4 ratings

Tortilla Soup

A traditional Mexican dish, tortilla soup is a spicy blend of tomatoes, vegetables, and crisp tortilla strips. This is an...

A traditional Mexican dish, tortilla soup is a spicy blend of tomatoes, vegetables, and crisp tortilla strips. This is an easy plant-powered version that you can whip it up in no time. Best of all, this dish relies on preserved goods, such as canned tomatoes, frozen corn, and canned beans, so you can make it year-round from your pantry. And it’s a great complement for a simple sandwich, burrito, or vegetable salad for lunch or dinner. — Sharon Palmer 


Store leftover soup (without garnishes) in the refrigerator for up to three days. Reheat the soup and garnish with the tortilla strips, cheese, and green onions.

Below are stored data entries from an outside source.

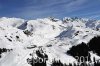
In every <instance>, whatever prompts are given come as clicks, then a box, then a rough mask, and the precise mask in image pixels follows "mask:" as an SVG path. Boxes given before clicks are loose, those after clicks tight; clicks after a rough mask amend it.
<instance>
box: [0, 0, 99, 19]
mask: <svg viewBox="0 0 100 66" xmlns="http://www.w3.org/2000/svg"><path fill="white" fill-rule="evenodd" d="M49 16H53V17H56V18H63V17H76V16H77V17H83V18H92V19H100V0H0V17H17V18H24V19H36V18H45V17H49Z"/></svg>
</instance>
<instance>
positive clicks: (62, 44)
mask: <svg viewBox="0 0 100 66" xmlns="http://www.w3.org/2000/svg"><path fill="white" fill-rule="evenodd" d="M99 36H100V20H90V19H84V18H77V17H75V18H70V17H65V18H64V19H63V20H60V19H56V18H52V17H49V18H44V19H36V20H24V19H20V18H7V17H2V18H0V66H34V65H32V63H33V62H32V58H34V59H37V58H38V59H39V58H40V59H44V58H46V62H45V63H46V65H47V66H51V65H52V66H53V60H58V61H59V60H60V61H59V63H60V64H61V63H63V64H69V63H73V62H78V61H77V59H76V58H75V56H77V55H78V56H79V57H80V55H81V56H82V54H81V53H82V52H83V54H84V53H85V52H86V53H89V57H90V60H91V61H93V58H94V57H95V59H96V60H99V59H100V57H99V52H97V49H94V48H93V46H94V44H93V45H91V44H92V43H91V42H90V40H91V39H92V38H94V37H99ZM99 40H100V39H99V38H98V42H99ZM91 41H92V40H91ZM93 41H94V42H96V40H93ZM89 42H90V43H89ZM81 44H82V46H80V45H81ZM84 44H85V45H86V47H85V48H86V49H83V50H81V49H82V48H83V46H85V45H84ZM98 44H100V43H98ZM98 44H97V43H96V46H98V48H100V46H99V45H98ZM77 46H79V47H77ZM73 47H75V49H78V48H79V51H81V52H77V51H78V50H75V51H74V52H75V53H74V52H73V49H72V48H73ZM90 47H92V48H90ZM94 47H95V46H94ZM91 49H92V50H91ZM84 50H85V51H84ZM98 50H99V49H98ZM71 52H72V53H71ZM73 53H74V55H73ZM77 53H79V54H77ZM83 56H84V55H83ZM86 56H87V55H86ZM86 56H84V57H86Z"/></svg>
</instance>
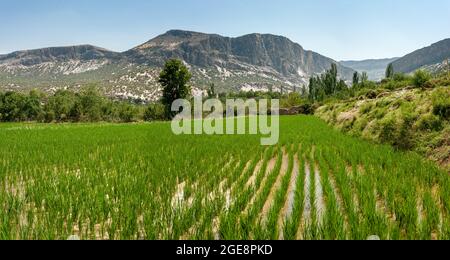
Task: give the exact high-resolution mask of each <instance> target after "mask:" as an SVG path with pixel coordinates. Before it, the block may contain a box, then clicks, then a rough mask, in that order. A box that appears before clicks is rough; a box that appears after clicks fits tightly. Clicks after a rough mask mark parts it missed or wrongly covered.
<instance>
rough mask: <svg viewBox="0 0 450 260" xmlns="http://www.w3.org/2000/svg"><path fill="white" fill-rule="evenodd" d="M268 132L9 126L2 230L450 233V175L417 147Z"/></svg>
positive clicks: (5, 153) (188, 237) (285, 123)
mask: <svg viewBox="0 0 450 260" xmlns="http://www.w3.org/2000/svg"><path fill="white" fill-rule="evenodd" d="M280 123H281V130H280V142H279V143H278V145H277V146H269V147H266V146H261V145H260V136H258V135H232V136H227V135H220V136H219V135H216V136H208V135H180V136H176V135H174V134H172V132H171V128H170V123H142V124H61V125H45V124H0V205H1V211H0V239H1V240H9V239H58V240H59V239H61V240H65V239H67V238H68V237H69V236H71V235H76V236H79V237H80V238H81V239H97V240H100V239H102V240H103V239H114V240H121V239H148V240H155V239H161V240H168V239H170V240H178V239H183V240H191V239H194V240H197V239H223V240H231V239H238V240H241V239H255V240H260V239H262V240H266V239H275V240H278V239H285V240H295V239H304V240H309V239H314V240H315V239H327V240H328V239H331V240H347V239H367V237H368V236H371V235H377V236H379V237H380V238H381V239H390V240H398V239H402V240H403V239H407V240H410V239H426V240H428V239H430V240H431V239H450V189H449V188H448V187H450V177H449V175H448V173H446V172H444V171H442V170H440V169H438V168H437V167H436V166H435V165H434V164H433V163H431V162H427V161H425V160H424V159H422V158H421V157H420V156H419V155H416V154H414V153H404V152H398V151H395V150H394V149H393V148H391V147H389V146H381V145H375V144H372V143H368V142H366V141H362V140H359V139H355V138H353V137H349V136H346V135H344V134H342V133H340V132H338V131H336V130H333V129H332V128H330V127H329V126H327V125H326V123H324V122H323V121H321V120H320V119H317V118H315V117H308V116H293V117H281V119H280Z"/></svg>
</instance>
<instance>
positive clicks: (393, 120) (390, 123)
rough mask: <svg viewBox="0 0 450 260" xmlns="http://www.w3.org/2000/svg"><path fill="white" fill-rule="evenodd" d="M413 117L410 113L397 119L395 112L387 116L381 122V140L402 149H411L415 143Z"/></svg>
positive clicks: (385, 142)
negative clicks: (388, 115) (410, 148)
mask: <svg viewBox="0 0 450 260" xmlns="http://www.w3.org/2000/svg"><path fill="white" fill-rule="evenodd" d="M412 119H413V118H412V117H410V116H409V115H406V116H403V117H402V118H401V119H396V116H395V115H394V114H391V115H390V116H387V117H385V118H384V119H382V120H381V121H380V122H379V129H380V134H379V140H380V141H381V142H382V143H387V144H390V145H393V146H394V147H397V148H400V149H404V150H407V149H410V148H411V147H413V145H414V143H413V142H414V138H413V132H412V127H411V126H412V123H413V120H412Z"/></svg>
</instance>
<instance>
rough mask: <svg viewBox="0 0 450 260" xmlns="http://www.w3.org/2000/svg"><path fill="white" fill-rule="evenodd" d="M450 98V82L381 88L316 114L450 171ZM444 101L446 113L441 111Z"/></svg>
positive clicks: (339, 104)
mask: <svg viewBox="0 0 450 260" xmlns="http://www.w3.org/2000/svg"><path fill="white" fill-rule="evenodd" d="M449 101H450V88H449V87H448V86H445V87H438V88H435V89H427V90H422V89H413V88H404V89H398V90H393V91H389V90H381V89H380V90H378V91H377V97H376V98H373V99H371V98H366V97H365V96H361V97H359V98H355V99H352V100H347V101H341V102H333V103H330V104H326V105H323V106H322V107H320V108H319V109H317V111H316V115H317V116H319V117H320V118H322V119H324V120H325V121H326V122H328V123H329V124H331V125H333V126H335V127H336V128H338V129H340V130H342V131H344V132H347V133H350V134H351V135H354V136H359V137H363V138H365V139H369V140H372V141H374V142H377V143H388V144H391V145H394V146H396V147H398V148H400V149H407V150H414V151H416V152H418V153H420V154H422V155H425V156H426V157H428V158H430V159H431V160H434V161H436V162H438V163H439V164H440V165H442V166H443V167H444V168H445V169H447V170H448V171H450V123H449V118H448V110H449ZM439 102H440V103H439ZM442 102H444V104H445V109H447V110H446V111H447V112H446V115H445V114H442V115H438V114H439V113H437V112H439V110H438V106H441V104H442Z"/></svg>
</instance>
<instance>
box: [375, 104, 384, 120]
mask: <svg viewBox="0 0 450 260" xmlns="http://www.w3.org/2000/svg"><path fill="white" fill-rule="evenodd" d="M386 113H387V108H386V107H383V108H377V109H376V110H375V111H374V112H373V115H374V116H375V118H376V119H382V118H383V117H384V116H385V115H386Z"/></svg>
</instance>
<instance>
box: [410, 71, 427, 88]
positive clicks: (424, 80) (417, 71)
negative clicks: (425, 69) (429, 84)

Substitute cooked or canned white beans, pinto beans, garbanzo beans, or kidney beans for black beans, or use a combination.


For the tortilla strips:

  • 3 six-inch corn tortillas
  • 2 Teaspoons extra virgin olive oil
  • 1/2 Teaspoon chili powder

For the soup:

  • 4 Teaspoons extra virgin olive oil
  • 1 medium onion, diced
  • 1 medium garlic clove, minced
  • 1 medium green bell pepper, diced
  • 1 small jalapeño pepper, finely diced
  • 1 small zucchini, diced
  • 1 Cup frozen corn
  • 1/4 Teaspoon crushed red pepper
  • 2 Teaspoons cumin
  • 4 Cups water
  • 1 Tablespoon reduced sodium vegetable broth base
  • 2 fourteen ounce cans diced tomatoes, with liquid
  • 1 fifteen-ounce can black beans, with liquid
  • 2/3 Cups plant-based cheese, optional
  • 2/3 Cups green onions, white and green parts, chopped


For the tortilla strips:

Preheat the oven to 400 degrees F.

Slice the tortillas into thin strips. Place them on a baking sheet and drizzle with 2 teaspoons of olive oil, then sprinkle the chili powder on top. Bake for about 5 to 8 minutes, until brown and crisp. Remove from oven and set aside. Turn off the oven. 

For the soup:

Meanwhile, prepare the soup by heating the remaining 2 teaspoons of olive oil in a large pot over medium heat. Add the onion and sauté for 5 minutes. Add the garlic, bell pepper, jalapeño, zucchini, corn, crushed red pepper, and cumin and sauté for an additional 5 minutes.

Add the water, broth base, tomatoes, and black beans. Stir well and cover. Simmer over medium heat for 25 to 30 minutes, until vegetables are tender.

Ladle about 1 cup of soup into soup bowls, and garnish with a few tortilla strips, 1 tablespoon of plant-based cheese, and 1 tablespoon green onions. Serve immediately.